There is a common misconception that payroll is strictly in regard to paying an employee. However, according to the DOL (Department of Labor) there are several key bits of employee information which must be retained and kept by a business.
This information is vital for computing monthly, quarterly, and yearly labor statistics which are important for creating new labor laws as well as defining the health of the labor force and national business. So, whether you currently handle payroll on your own or are interviewing payroll service providers keep in mind the importance of maintaining proper documentation and vital information regarding each employee.
There might be several reasons why a business doesn’t maintain these records. One of the most common is simply a matter of de-cluttering digital and physical paperwork. Afterall, if you have a lot of employees, seasonal employment, or high turnover, your employee files can grow quickly. It’s also common that a company simply doesn’t realize the information that must be kept. Afterall, much of the information is not directly related to an employee and pay, but rather helps the DOL to derive statistical demographic information.
So, before you throw out those records, understand that payroll services companies will likely provide or request that the following information be maintained according to the DOL:
An employee’s full name as can be verified on a driver’s license or other form of acceptable identification.

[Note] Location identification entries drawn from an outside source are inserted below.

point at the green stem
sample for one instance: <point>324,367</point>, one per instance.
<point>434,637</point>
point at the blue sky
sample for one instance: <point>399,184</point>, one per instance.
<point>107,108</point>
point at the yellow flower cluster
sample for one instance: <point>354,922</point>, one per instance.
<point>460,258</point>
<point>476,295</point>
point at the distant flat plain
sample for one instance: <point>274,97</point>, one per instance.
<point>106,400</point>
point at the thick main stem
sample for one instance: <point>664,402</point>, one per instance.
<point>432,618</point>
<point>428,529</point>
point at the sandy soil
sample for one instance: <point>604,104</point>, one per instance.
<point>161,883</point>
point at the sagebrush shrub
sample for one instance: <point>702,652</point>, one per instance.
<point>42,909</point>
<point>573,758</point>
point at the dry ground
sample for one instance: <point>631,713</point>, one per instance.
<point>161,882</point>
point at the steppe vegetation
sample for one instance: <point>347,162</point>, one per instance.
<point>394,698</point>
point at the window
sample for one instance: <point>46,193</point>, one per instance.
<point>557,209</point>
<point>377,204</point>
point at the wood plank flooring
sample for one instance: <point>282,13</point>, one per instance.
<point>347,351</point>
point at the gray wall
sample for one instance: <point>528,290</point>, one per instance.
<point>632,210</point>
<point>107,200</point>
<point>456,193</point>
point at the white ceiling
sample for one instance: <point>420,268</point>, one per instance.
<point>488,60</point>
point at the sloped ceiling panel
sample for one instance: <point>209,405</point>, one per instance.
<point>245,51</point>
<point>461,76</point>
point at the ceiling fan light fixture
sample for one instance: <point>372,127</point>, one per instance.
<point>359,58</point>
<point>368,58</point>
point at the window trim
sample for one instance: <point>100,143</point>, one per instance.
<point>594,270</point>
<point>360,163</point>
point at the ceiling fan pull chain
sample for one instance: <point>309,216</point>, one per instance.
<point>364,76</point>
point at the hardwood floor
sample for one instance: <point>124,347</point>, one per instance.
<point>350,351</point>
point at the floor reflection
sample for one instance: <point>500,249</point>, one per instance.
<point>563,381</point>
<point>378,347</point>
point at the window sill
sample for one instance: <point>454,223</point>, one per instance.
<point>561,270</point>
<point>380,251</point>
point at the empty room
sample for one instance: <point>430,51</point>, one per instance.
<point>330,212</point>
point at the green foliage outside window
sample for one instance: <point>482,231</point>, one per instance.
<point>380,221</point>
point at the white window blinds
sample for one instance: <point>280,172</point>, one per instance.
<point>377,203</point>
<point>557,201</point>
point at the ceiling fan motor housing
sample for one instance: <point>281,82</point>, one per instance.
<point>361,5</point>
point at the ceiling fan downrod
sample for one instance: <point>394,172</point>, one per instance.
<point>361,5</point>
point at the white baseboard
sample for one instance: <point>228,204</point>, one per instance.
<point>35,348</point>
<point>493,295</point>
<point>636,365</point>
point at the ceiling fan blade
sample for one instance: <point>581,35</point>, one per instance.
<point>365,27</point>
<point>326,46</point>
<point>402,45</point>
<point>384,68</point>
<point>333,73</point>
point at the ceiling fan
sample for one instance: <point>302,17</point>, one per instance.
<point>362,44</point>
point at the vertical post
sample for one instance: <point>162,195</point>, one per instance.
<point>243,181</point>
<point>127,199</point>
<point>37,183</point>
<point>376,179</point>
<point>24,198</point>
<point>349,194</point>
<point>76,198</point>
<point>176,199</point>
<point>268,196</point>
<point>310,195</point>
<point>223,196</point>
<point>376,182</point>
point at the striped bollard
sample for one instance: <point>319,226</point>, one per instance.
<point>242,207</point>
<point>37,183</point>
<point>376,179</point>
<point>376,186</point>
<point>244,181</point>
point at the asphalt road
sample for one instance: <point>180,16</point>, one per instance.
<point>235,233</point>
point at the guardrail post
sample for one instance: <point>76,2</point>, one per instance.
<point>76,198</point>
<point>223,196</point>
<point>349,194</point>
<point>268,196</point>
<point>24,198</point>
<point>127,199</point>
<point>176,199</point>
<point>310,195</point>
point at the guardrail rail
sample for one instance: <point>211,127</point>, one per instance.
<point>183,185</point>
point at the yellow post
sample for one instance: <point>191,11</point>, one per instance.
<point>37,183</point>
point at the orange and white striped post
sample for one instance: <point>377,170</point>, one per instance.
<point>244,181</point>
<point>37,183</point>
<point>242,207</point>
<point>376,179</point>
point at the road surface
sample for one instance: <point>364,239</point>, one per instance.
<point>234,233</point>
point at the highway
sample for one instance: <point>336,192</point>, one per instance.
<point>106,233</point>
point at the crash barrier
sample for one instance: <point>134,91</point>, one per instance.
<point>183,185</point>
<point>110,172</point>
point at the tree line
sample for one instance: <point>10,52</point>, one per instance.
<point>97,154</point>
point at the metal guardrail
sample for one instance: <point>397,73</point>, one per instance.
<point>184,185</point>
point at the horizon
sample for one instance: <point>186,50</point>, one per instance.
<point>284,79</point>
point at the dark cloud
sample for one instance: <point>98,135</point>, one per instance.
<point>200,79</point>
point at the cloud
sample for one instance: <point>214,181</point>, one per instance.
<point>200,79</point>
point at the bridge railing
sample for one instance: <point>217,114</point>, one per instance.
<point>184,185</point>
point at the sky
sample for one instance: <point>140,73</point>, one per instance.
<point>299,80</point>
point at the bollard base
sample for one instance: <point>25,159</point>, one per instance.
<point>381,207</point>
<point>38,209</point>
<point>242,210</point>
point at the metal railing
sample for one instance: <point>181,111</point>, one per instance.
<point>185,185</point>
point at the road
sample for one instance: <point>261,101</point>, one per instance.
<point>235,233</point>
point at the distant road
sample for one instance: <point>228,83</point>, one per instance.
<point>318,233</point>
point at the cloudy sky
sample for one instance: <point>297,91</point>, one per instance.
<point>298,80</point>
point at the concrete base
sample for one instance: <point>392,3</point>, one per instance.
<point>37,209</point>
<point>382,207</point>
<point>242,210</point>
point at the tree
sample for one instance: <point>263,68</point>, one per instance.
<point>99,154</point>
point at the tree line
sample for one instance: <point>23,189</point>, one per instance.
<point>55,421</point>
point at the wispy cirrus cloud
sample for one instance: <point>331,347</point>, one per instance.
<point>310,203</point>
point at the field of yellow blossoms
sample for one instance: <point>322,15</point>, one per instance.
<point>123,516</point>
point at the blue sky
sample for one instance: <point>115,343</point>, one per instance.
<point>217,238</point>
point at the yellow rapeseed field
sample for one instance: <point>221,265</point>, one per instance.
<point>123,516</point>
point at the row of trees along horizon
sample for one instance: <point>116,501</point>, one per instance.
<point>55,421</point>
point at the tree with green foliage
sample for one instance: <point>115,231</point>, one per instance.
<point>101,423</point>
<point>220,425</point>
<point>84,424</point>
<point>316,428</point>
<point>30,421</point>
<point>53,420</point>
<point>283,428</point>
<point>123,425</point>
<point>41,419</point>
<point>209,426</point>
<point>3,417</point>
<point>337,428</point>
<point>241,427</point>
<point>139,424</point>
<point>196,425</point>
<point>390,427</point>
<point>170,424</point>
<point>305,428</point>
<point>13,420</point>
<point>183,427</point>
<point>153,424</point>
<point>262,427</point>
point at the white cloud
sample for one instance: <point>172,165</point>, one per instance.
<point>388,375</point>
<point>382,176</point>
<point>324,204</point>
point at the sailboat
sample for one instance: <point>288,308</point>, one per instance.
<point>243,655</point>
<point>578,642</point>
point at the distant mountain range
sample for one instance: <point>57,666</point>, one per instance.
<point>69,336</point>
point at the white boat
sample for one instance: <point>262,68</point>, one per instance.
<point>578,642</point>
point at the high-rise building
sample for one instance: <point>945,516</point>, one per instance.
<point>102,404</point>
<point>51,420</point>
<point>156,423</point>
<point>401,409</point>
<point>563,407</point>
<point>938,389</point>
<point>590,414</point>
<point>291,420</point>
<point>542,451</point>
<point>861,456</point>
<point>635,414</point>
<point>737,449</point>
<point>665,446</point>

The employee’s address (and updated addresses)
Employee’s birthdate if younger than 19-years-old.
The time and day that an employee’s work week begins.
An employee’s scheduled hours each week.
The employee’s terms of pay. For example, $15 an hour.
The employee’s hourly pay (prior to adjustments)
The employee’s daily or weekly earnings before bonuses and overtime.
An employee’s overtime earnings for each reported work week.
Additions and deductions from an employee’s wages.
An employee’s complete wages paid per period.
An employee’s payment date and the period which that pay covers.
According to the FLSA (Fair Labor Standards Act) these records should be maintained for a minimum of three years and provided to the DOL within 72 hours of a representative’s request. These records can be maintained on-site or in a central records office.
Payroll record retention is a lot more than just keeping track of an employee’s wages. It is important to understand the labor requirement in order to ensure your business stays complaint with labor laws.